Jb. I'm so very very sorry to hear about your Ruby. There are no words that will take away the anguish, and guilt is such a terrible burden to bear. But please try to think about all the wonderful years you had together, and honor her life with the memories of love you shared. There's a post here that helped me, and I'll be back to pass it on to you.


----------



## miscellaneous (May 24, 2021)

Over the Rainbow Bridge

Just this side of heaven is a place called Rainbow Bridge.
When an animal dies that has been especially close to someone here, that pet goes to Rainbow Bridge. There are meadows and hills for all of our special friends so they can run and play together. There is plenty of food, water and sunshine, and our friends are warm and comfortable.

All the animals who had been ill and old are restored to health and vigor. Those who were hurt or maimed are made whole and strong again, just as we remember them in our dreams of days and times gone by. The animals are happy and content, except for one small thing; they each miss someone very special to them, who had to be left behind.
They all run and play together, but the day comes when one suddenly stops and looks into the distance. His bright eyes are intent. His eager body quivers.

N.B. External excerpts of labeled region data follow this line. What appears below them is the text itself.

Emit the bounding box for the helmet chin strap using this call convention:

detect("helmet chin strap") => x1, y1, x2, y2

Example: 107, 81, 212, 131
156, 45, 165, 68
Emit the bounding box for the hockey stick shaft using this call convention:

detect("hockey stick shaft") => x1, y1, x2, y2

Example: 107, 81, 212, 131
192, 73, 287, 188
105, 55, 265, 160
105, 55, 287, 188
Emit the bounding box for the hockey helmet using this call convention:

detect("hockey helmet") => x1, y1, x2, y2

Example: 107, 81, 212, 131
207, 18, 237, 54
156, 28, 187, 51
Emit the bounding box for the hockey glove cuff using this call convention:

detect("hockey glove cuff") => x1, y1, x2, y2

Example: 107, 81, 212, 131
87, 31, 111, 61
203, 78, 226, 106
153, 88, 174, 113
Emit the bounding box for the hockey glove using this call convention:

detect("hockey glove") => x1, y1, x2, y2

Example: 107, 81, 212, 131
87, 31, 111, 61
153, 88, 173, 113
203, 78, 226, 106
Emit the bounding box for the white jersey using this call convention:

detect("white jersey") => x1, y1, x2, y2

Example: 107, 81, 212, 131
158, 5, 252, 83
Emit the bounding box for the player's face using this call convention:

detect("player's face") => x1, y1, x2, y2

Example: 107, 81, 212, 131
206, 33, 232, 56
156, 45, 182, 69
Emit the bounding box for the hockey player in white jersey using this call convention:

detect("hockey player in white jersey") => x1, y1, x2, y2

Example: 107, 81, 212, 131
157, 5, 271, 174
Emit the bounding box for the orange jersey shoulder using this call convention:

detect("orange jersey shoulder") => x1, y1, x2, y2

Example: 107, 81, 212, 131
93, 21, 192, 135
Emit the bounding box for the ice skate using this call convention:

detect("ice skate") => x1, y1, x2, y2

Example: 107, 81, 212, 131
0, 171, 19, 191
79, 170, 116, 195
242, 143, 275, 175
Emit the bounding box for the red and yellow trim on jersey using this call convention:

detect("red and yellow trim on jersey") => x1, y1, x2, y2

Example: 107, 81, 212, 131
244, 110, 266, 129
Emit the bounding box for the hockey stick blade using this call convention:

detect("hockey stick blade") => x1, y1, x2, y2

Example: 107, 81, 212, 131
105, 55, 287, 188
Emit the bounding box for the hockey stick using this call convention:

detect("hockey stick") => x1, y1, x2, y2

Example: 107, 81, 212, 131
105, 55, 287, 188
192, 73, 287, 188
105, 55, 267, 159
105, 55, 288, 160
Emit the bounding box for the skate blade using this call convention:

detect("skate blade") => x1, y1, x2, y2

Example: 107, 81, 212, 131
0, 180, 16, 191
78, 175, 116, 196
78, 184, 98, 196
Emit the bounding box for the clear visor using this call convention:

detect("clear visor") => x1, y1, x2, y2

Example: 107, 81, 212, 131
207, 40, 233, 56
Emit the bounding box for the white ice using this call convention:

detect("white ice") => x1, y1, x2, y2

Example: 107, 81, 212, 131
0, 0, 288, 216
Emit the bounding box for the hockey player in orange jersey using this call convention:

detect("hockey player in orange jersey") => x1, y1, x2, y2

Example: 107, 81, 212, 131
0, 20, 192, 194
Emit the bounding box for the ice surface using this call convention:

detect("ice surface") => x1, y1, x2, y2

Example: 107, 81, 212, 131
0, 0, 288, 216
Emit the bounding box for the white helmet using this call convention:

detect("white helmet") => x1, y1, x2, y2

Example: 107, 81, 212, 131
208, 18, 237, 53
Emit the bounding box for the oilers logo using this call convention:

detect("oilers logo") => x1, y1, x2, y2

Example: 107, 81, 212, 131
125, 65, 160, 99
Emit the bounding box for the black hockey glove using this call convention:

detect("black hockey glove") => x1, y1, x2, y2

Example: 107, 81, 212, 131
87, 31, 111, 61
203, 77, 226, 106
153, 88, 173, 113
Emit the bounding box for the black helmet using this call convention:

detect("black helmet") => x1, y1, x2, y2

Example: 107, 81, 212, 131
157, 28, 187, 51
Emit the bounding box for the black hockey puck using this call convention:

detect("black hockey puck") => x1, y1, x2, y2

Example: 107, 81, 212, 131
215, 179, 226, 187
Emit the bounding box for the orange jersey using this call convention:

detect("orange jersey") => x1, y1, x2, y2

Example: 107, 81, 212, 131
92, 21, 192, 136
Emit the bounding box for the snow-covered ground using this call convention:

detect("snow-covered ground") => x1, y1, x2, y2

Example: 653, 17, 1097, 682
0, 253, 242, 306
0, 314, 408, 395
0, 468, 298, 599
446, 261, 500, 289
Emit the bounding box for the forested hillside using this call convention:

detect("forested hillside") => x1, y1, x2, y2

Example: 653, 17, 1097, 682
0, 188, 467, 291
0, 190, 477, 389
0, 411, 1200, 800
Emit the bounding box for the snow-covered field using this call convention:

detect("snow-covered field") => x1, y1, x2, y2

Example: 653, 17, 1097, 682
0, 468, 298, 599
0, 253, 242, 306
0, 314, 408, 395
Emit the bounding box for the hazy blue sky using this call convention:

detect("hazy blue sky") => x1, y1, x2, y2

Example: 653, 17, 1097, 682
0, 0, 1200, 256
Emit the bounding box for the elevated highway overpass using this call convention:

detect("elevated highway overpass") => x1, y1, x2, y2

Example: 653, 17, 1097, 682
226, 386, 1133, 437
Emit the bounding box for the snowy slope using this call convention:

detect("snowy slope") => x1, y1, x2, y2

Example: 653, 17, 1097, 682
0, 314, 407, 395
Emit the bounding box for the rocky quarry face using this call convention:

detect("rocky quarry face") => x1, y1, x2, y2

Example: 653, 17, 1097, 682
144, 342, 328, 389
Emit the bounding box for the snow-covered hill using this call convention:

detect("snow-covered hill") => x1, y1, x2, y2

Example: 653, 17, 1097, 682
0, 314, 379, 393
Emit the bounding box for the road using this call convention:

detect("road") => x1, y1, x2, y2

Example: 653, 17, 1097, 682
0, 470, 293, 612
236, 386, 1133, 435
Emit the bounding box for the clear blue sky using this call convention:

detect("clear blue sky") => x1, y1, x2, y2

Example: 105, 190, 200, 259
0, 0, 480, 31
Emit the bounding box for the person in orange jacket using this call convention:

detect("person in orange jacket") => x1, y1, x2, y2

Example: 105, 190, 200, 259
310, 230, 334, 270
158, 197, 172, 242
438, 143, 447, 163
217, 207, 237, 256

Suddenly he begins to run from the group, flying over the green grass, his legs carrying him faster and faster.

You have been spotted, and when you and your special friend finally meet, you cling together in joyous reunion, never to be parted again. The happy kisses rain upon your face; your hands again caress the beloved head, and you look once more into the trusting eyes of your pet, so long gone from your life but never absent from your heart.

Then you cross Rainbow Bridge together....


----------



## dseag2 (Nov 28, 2013)

Thank you for sharing your story about Ruby. I truly understand your grief. Please don't ever feel any guilt. You contributed to 14 great years of her life. And she was beautiful girl.

We put our 6 year-old Toby to sleep due to severe asthma about a month ago. He was such a sweet cat and we loved him so much. We gave him meds to make him better and I bought a very expensive air purifier so that he could breathe easier. We beat ourselves up when he passed away but then I remembered that he had been in 2 shelters prior to our adopting him so his 6 years were much better than what he would have faced otherwise. I do think of him often and was crying last night thinking of him.

Just remember those wonderful 14 years and how you made Ruby's life so much better.


----------